我放在他肩上的手无意识的攥起拳头,整个身子都快要颤抖。

怎么可能。

这句话还没问出口,朱正廷回过头来看我一眼,笑了一下,示意我别紧张。

我又怎么可能不着急呢。

我扳过他的下巴,急切的看着他。

他挣脱我的束缚,摇摇头。

我十分无奈,却又什么都不能做。

好好的人,怎么就得了肝癌呢?


然后他用一种异常冷静的态度问道:

“我还有救吗?”

医生的表情稍稍缓和下来。

“及时做手术的话,命肯定是可以保住的,后续进展的话看你的情况,只要不突然恶化的话还是有可能活到六七十岁。”

医生又瞧了一眼我,像是看透我俩关系一样的对我说:“放心,只要做手术,时间就有的是。”


我叹口气。

他这样的仙子,到人间大概是来禁受磨难的吧。

即便是这样想也没有是我宽慰多少。

我在医生的指示下去交了住院费与一部分手术费,倒不是因为我交不起全部,而是没带那么多钱。

那位姓赵的医生似乎很惊讶我一个年轻人可以付的起那么多钱,然后好像意识到什么。

“你是那个那个,黄明昊吧?”

我点点头。

“啊……怪不得。”

我没再说话,只是跟着朱正廷和护士去了他的单人病房。

朱正廷本来说想住双人病房,被我连声拒绝,我说有一个别人不方便我们交流感情,把他逗的哈哈哈一直笑。

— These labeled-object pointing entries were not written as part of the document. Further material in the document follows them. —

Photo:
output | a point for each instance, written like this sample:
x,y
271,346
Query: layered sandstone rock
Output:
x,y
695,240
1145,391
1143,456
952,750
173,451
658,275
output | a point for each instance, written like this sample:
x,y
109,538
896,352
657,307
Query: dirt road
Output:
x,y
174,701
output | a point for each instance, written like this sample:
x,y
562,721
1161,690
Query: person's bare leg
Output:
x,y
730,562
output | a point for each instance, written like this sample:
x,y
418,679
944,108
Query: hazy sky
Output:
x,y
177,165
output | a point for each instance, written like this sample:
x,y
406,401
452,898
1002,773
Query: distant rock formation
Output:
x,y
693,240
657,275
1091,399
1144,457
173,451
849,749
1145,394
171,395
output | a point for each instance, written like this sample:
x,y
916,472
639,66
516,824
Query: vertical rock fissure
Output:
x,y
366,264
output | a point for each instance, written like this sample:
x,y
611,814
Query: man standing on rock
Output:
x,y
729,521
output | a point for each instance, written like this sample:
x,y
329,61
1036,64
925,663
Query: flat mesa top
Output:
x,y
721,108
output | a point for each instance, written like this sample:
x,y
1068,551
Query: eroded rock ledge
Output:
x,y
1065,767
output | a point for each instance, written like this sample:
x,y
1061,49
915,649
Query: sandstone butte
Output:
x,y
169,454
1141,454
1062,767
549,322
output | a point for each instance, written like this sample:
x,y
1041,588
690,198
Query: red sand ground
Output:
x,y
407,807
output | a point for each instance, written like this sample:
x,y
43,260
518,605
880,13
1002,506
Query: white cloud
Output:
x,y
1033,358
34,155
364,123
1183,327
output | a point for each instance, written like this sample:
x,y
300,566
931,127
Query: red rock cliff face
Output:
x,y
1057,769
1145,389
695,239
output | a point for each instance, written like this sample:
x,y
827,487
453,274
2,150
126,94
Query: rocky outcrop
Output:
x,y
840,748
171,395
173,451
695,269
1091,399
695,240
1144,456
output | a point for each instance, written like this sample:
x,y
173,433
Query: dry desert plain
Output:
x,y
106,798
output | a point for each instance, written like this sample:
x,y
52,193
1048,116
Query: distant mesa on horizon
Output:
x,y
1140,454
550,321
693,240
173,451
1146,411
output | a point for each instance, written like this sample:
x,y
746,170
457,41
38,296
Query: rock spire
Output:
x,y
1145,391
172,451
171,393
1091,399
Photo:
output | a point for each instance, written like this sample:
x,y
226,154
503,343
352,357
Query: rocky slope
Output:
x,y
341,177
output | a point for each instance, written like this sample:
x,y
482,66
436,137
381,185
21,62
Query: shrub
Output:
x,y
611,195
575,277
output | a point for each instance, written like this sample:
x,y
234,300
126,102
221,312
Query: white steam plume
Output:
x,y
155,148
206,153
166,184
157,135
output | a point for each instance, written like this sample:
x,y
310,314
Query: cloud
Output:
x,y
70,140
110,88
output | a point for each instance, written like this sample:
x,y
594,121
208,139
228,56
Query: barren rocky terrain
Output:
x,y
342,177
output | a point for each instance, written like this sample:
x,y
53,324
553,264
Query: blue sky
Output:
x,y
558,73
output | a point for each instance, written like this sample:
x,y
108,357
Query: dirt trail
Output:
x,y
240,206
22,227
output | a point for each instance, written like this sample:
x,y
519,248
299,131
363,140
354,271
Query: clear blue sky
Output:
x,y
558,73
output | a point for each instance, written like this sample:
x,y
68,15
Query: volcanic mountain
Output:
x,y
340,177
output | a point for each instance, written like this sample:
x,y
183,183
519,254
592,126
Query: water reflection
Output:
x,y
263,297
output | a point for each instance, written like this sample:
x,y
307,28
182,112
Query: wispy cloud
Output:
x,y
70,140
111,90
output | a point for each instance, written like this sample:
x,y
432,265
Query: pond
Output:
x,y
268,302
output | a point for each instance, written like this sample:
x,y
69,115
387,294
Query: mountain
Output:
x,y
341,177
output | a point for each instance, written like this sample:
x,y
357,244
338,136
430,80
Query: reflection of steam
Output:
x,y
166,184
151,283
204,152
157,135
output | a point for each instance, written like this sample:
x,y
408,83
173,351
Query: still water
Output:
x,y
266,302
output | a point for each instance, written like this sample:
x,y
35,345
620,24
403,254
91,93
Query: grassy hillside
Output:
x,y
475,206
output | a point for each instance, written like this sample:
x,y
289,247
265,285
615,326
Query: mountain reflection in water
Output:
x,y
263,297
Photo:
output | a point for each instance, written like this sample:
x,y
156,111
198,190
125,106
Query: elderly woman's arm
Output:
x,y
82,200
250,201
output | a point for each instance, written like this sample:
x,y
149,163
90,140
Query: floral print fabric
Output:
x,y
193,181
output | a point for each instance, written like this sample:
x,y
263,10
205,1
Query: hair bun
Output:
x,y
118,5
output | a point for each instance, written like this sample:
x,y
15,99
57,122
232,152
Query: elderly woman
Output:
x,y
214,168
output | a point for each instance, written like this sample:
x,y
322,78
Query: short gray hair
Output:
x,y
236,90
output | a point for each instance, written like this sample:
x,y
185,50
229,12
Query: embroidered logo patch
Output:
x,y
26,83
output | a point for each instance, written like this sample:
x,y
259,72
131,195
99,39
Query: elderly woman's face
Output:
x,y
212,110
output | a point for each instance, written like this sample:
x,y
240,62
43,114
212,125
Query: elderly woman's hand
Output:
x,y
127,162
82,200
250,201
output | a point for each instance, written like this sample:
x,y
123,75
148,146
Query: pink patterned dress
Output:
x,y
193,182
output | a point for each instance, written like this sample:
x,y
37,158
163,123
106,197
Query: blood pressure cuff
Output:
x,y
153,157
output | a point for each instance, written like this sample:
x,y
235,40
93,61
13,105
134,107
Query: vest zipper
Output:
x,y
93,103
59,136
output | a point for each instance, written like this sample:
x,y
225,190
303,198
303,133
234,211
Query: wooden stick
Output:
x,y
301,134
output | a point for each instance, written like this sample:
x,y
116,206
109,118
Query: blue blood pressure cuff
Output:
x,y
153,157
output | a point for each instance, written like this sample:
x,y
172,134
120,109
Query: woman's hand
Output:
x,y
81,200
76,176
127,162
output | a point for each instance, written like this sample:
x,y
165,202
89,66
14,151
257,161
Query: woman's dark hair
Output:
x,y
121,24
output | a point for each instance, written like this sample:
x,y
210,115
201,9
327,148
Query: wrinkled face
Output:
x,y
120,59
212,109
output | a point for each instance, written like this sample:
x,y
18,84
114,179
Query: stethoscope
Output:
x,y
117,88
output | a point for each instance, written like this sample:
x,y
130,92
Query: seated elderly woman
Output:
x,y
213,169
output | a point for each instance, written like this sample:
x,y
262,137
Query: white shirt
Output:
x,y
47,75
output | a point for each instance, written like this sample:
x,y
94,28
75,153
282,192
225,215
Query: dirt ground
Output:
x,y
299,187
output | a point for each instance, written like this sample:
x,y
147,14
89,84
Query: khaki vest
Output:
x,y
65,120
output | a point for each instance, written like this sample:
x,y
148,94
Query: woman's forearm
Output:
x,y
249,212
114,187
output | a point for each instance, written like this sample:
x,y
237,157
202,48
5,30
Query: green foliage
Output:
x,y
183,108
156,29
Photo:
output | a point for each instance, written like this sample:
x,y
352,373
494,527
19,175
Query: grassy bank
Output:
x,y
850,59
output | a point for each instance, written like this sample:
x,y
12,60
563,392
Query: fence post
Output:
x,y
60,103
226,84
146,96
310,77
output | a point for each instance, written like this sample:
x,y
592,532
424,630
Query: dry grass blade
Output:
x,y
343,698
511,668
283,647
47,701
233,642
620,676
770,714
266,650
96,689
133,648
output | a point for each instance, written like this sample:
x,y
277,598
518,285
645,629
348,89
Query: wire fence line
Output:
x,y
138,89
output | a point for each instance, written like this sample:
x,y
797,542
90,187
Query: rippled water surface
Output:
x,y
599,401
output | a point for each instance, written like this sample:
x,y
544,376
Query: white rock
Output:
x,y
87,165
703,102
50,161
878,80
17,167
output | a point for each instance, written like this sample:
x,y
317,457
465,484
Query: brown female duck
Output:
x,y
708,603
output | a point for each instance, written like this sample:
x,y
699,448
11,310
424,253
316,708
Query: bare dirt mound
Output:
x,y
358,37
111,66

病情已经通知杜华了,她作出一幅痛心的样子,然后说公司马上会发声明。

确实,声明很快就发了。

当然没有说是肝癌,而是说身体出了状况需要长时间休息,近六个月不会露面,六个月后复出,但是绝不会再跳舞。

自然很快便引起哄动。

理解的说正廷好好休息,暴躁的骂杜华,黑粉说是被雪藏的前奏。


朱正廷穿着肥大的蓝白条纹病号服躺在雪白雪白的床上,一双有灵性的眼睛还不安分的咕溜溜转着,却少了健康时的愉悦。


“明昊,谢谢你救我的命。”他忽然探身对我说。

怎么能算救他的命呢?

我只是来医院做一个小手术,拿掉发炎的扁桃体,甚至连住院都显得过分多余,他却执意一定要陪我来,甚至用体检当做借口。

于是这个体检使他捡回一条命。

我本以为他在知道自己病情之后会又哭又闹,像个小孩子一样稚气。

可是他没有。


那些稚气与笑容大概是掩藏他的成熟坚强的面具,在遇到困难的时候全部被击碎,露出他的本来面目。

不论平时多么幼稚多么天真,他到底还是所有人的哥哥。

他其实很坚强很成熟的啊。


肝癌是正廷的家族遗传病,他姥姥就是因为肝癌去世,曾经他姐姐做过风险评估,发现得肝癌的几率大于百分之六十五。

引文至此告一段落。